Let’s indulge in some further counterfactuals, and assume the inevitability of a Mboya presidency. How would he have performed? Would he have patiently consolidated democracy in the young nation, with all the messiness and compromises necessary? Or would he have been impatient to carry out an ambitious economic and developmental programme, ruthlessly casting aside those who were incapable or insufficiently committed?

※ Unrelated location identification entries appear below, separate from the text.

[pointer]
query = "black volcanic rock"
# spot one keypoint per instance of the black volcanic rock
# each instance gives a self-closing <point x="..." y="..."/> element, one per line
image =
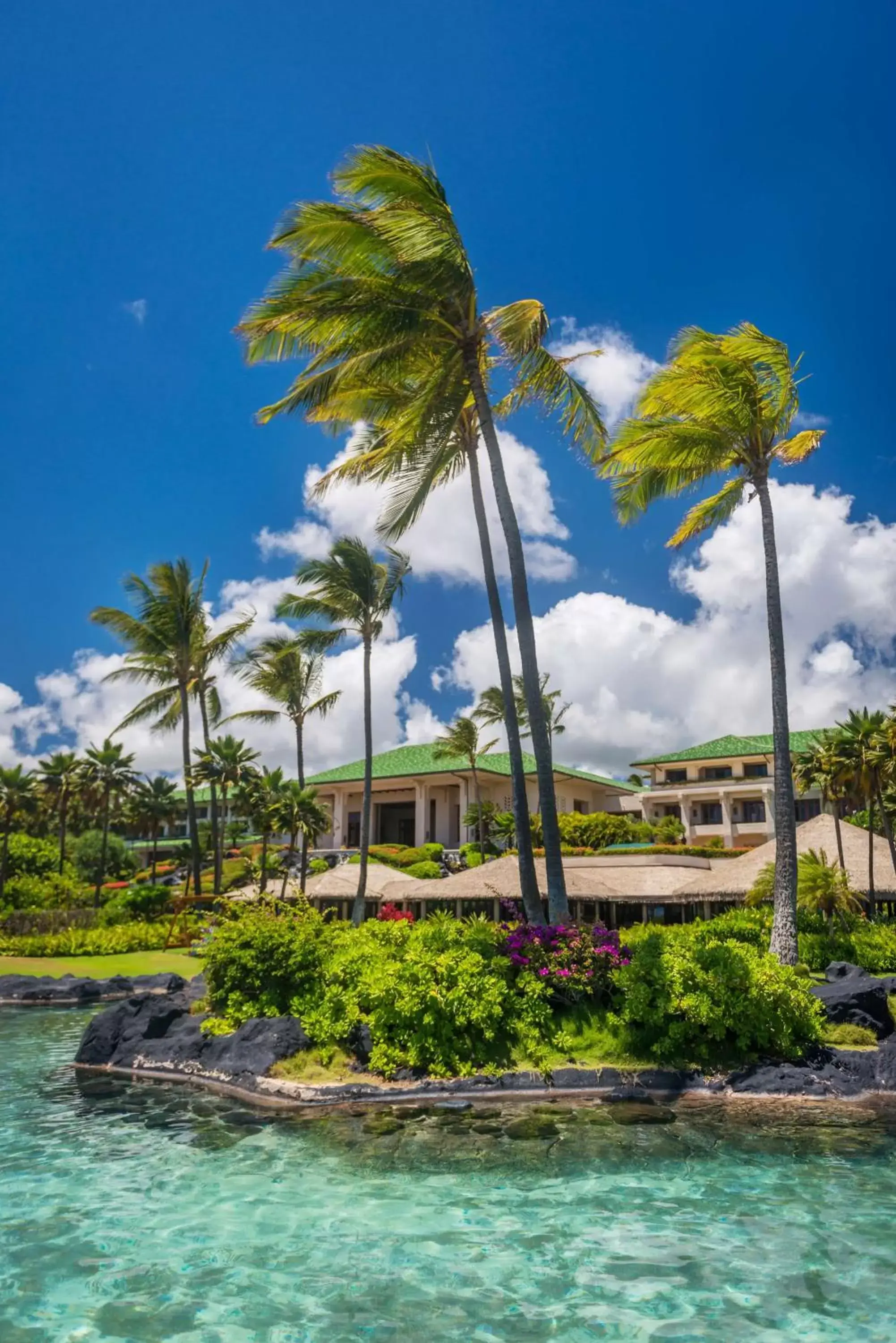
<point x="851" y="996"/>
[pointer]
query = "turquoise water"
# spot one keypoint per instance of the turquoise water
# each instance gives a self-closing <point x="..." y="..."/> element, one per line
<point x="156" y="1213"/>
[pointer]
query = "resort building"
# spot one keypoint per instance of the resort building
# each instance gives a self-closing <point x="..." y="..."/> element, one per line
<point x="419" y="800"/>
<point x="723" y="789"/>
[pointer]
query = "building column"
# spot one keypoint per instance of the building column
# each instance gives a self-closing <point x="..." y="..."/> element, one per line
<point x="340" y="824"/>
<point x="421" y="800"/>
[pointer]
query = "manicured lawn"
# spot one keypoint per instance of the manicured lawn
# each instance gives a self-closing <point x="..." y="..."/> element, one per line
<point x="101" y="967"/>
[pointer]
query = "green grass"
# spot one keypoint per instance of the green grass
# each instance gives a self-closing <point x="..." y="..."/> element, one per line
<point x="101" y="967"/>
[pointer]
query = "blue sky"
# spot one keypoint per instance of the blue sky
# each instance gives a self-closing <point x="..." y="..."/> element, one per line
<point x="635" y="166"/>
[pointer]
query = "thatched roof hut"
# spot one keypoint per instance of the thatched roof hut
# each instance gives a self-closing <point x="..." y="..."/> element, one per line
<point x="733" y="877"/>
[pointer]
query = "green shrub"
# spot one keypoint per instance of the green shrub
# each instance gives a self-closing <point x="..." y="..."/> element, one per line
<point x="46" y="892"/>
<point x="31" y="857"/>
<point x="437" y="996"/>
<point x="86" y="855"/>
<point x="427" y="871"/>
<point x="696" y="1000"/>
<point x="96" y="942"/>
<point x="136" y="904"/>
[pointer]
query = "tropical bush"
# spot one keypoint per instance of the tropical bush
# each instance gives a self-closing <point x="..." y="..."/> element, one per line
<point x="137" y="904"/>
<point x="31" y="857"/>
<point x="574" y="963"/>
<point x="427" y="871"/>
<point x="86" y="855"/>
<point x="96" y="942"/>
<point x="53" y="891"/>
<point x="700" y="1000"/>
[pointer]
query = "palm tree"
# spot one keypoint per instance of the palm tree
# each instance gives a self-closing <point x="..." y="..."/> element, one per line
<point x="170" y="646"/>
<point x="60" y="778"/>
<point x="725" y="406"/>
<point x="18" y="796"/>
<point x="463" y="742"/>
<point x="226" y="763"/>
<point x="300" y="813"/>
<point x="825" y="769"/>
<point x="111" y="773"/>
<point x="155" y="805"/>
<point x="289" y="669"/>
<point x="258" y="798"/>
<point x="860" y="739"/>
<point x="380" y="292"/>
<point x="354" y="593"/>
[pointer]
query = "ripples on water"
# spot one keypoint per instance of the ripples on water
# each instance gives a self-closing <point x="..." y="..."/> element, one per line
<point x="159" y="1213"/>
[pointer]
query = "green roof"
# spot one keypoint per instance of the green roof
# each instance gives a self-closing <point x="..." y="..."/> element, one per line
<point x="721" y="747"/>
<point x="406" y="762"/>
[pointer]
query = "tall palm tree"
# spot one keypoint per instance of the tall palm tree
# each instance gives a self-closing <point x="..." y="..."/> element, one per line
<point x="60" y="778"/>
<point x="380" y="288"/>
<point x="300" y="813"/>
<point x="289" y="669"/>
<point x="258" y="797"/>
<point x="860" y="739"/>
<point x="152" y="806"/>
<point x="226" y="763"/>
<point x="725" y="406"/>
<point x="354" y="593"/>
<point x="435" y="454"/>
<point x="824" y="767"/>
<point x="111" y="773"/>
<point x="463" y="742"/>
<point x="18" y="797"/>
<point x="171" y="648"/>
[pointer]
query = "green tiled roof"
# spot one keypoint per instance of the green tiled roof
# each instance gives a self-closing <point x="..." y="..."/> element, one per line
<point x="730" y="746"/>
<point x="406" y="762"/>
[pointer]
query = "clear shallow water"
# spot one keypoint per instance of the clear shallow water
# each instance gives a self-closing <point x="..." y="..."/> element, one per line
<point x="155" y="1213"/>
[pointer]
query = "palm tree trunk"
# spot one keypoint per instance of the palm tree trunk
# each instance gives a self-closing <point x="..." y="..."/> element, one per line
<point x="203" y="710"/>
<point x="188" y="787"/>
<point x="288" y="865"/>
<point x="101" y="873"/>
<point x="4" y="856"/>
<point x="784" y="930"/>
<point x="358" y="912"/>
<point x="300" y="765"/>
<point x="558" y="904"/>
<point x="262" y="884"/>
<point x="840" y="837"/>
<point x="64" y="817"/>
<point x="478" y="794"/>
<point x="872" y="896"/>
<point x="888" y="829"/>
<point x="529" y="879"/>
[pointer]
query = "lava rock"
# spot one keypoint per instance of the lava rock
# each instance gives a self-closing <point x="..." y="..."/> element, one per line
<point x="855" y="997"/>
<point x="159" y="1032"/>
<point x="76" y="990"/>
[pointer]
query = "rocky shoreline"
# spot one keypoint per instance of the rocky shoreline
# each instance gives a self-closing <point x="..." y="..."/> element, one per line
<point x="151" y="1031"/>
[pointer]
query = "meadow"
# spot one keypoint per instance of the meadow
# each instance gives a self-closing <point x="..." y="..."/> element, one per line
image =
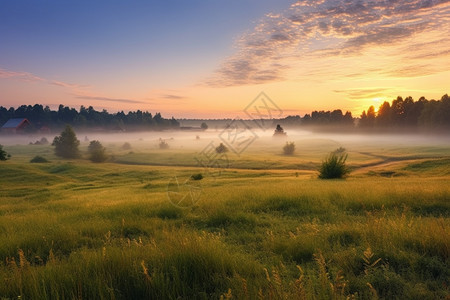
<point x="264" y="227"/>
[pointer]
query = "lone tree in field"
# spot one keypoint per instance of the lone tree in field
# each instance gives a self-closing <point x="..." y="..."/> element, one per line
<point x="334" y="165"/>
<point x="97" y="152"/>
<point x="279" y="131"/>
<point x="221" y="148"/>
<point x="66" y="144"/>
<point x="3" y="154"/>
<point x="289" y="148"/>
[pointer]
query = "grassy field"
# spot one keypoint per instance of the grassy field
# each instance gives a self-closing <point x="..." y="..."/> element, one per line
<point x="265" y="228"/>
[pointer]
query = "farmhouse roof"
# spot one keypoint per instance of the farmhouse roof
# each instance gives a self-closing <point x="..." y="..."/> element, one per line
<point x="15" y="122"/>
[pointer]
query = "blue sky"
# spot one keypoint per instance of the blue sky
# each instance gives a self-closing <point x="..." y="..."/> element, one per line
<point x="208" y="58"/>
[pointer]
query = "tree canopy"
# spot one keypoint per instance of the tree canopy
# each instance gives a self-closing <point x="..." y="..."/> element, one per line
<point x="40" y="116"/>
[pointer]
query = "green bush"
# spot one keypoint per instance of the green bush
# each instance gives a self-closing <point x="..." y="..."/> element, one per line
<point x="97" y="152"/>
<point x="221" y="148"/>
<point x="66" y="144"/>
<point x="334" y="165"/>
<point x="38" y="159"/>
<point x="126" y="146"/>
<point x="3" y="154"/>
<point x="289" y="148"/>
<point x="163" y="144"/>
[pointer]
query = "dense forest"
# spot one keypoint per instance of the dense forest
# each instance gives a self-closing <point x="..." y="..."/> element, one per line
<point x="40" y="116"/>
<point x="401" y="114"/>
<point x="407" y="113"/>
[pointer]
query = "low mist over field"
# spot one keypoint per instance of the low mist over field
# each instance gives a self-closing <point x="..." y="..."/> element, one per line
<point x="272" y="150"/>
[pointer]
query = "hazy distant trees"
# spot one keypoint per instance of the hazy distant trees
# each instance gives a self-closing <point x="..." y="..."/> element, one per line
<point x="320" y="118"/>
<point x="97" y="153"/>
<point x="66" y="144"/>
<point x="400" y="114"/>
<point x="86" y="117"/>
<point x="3" y="154"/>
<point x="407" y="113"/>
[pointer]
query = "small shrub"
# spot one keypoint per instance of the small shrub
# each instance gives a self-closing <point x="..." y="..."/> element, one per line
<point x="97" y="152"/>
<point x="289" y="148"/>
<point x="334" y="166"/>
<point x="163" y="144"/>
<point x="3" y="154"/>
<point x="38" y="159"/>
<point x="126" y="146"/>
<point x="198" y="176"/>
<point x="66" y="144"/>
<point x="221" y="148"/>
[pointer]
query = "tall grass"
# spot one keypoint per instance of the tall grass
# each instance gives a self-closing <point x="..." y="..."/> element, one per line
<point x="82" y="230"/>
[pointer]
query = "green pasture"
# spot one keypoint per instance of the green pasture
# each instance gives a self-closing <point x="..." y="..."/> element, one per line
<point x="265" y="227"/>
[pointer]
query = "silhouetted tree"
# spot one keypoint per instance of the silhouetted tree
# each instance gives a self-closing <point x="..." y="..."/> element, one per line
<point x="3" y="154"/>
<point x="66" y="144"/>
<point x="97" y="153"/>
<point x="279" y="131"/>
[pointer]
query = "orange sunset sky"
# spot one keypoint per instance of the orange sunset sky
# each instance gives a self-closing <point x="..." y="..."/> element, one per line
<point x="209" y="59"/>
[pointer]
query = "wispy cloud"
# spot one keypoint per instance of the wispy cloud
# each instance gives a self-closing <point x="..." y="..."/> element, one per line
<point x="317" y="28"/>
<point x="67" y="85"/>
<point x="23" y="76"/>
<point x="172" y="96"/>
<point x="356" y="94"/>
<point x="98" y="98"/>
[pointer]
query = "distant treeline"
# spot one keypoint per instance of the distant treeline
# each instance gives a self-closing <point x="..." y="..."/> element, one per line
<point x="400" y="114"/>
<point x="41" y="116"/>
<point x="407" y="113"/>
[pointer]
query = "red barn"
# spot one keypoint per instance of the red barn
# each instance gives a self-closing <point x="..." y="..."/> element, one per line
<point x="16" y="125"/>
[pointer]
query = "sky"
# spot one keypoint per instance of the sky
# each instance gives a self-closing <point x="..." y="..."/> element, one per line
<point x="212" y="58"/>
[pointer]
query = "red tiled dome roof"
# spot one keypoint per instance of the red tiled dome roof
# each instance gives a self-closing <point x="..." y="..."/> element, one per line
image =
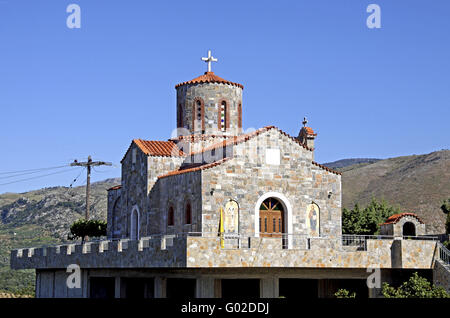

Of course, this would have depended on when he ascended. Had it been in the 1970s, a President Mboya would have had to deal with the oil shocks and economic slowdown. Would Kenya have avoided the paranoia and lost decades of the 1980s and 1990s? How would a former President Mboya have behaved as an elder statesman?
A creature of the global elite, traversing the world on missions large and small, or a homebound sage, dispensing political wisdom? Or would he have tired of the ceaseless decades of endless activity and retired quietly to an undisturbed dotage?
But counterfactual history is just that — the fertile imaginings of what could have been. What is that Kenya’s greatest political talent was murdered 50 years ago.
The man who designed Kenya’s flag, named Banki Kuu ya Kenya and founded Kanu, was shot dead on a July afternoon before he reached the full flowering of his colossal political, organisational and strategic power.
One fateful month. When humanity reached for the heavens. And Kenya snuffed out our brightest star.